L’employeur  est tenu à une obligation générale de sécurité et doit mettre à la disposition de ses salariés tous les équipements de protection nécessaires pour assurer leur sécurité : lunettes, casques, gants, bouchons antibruit, chaussures de sécurité etc… le confort des équipements étant une condition essentielle de leur bonne utilisation, il doit veiller à ce qu’ils soient adaptés à la morphologie des salariés (chaussures  par ex). 

Mais cela ne suffit pas : l’employeur doit aussi s’assurer que ses salariés utilisent lesdits équipements. A défaut, sa responsabilité pourrait être engagée en cas d’accident ; même si le salarié a été négligent, il pourra être reproché à l’employeur de ne pas avoir été assez vigilant quant à la bonne utilisation des équipements de protection individuelle

Pour satisfaire à son obligation de sécurité, l’employeur peut sanctionner le salarié refusant d’utiliser les EPI mis à sa disposition car il fait courir un risque à l’entreprise.

Pour mémoire, si chaque salarié doit veiller à sa propre sécurité et à celle de ses collègues, ses négligences – même si elles peuvent être sanctionnées – ne dégagent pas l’employeur de ses propres responsabilités.

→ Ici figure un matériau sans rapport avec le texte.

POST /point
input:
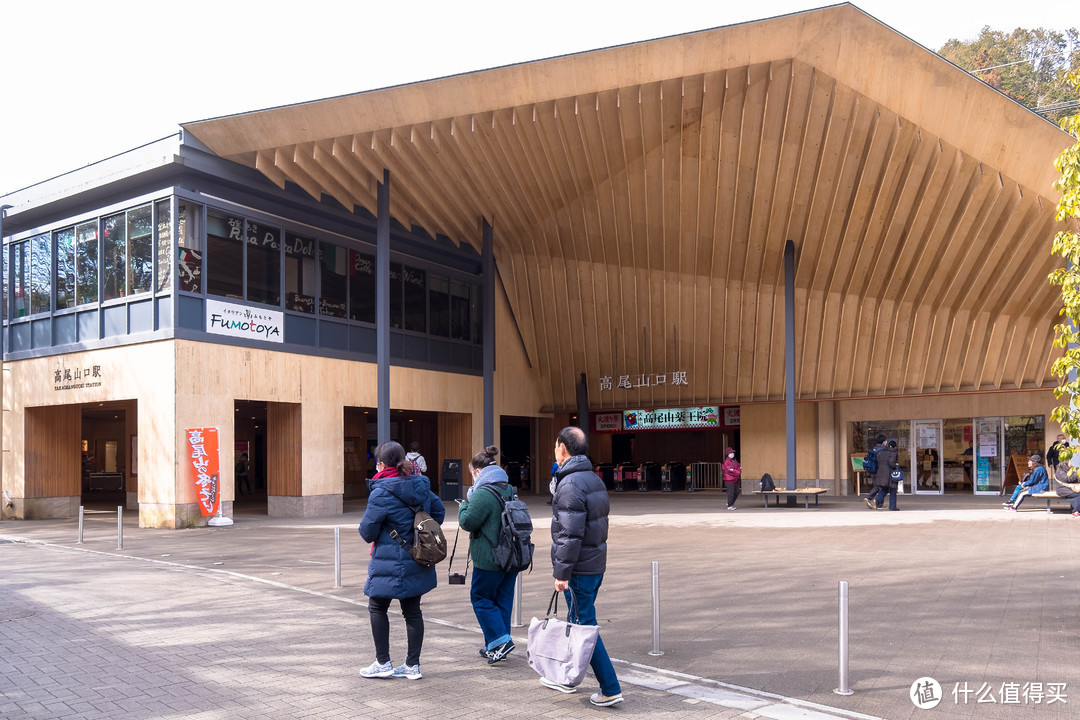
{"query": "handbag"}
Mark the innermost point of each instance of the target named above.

Ainsi dans le cadre de ses obligations, l’employeur :

*doit déterminer les mesures et les conditions d’application des règles de sécurité dans l’entreprise via le règlement intérieur  ou note de service.

*est tenu d’organiser des formations renforcées à la sécurité lorsque le poste occupé présente des risques particuliers.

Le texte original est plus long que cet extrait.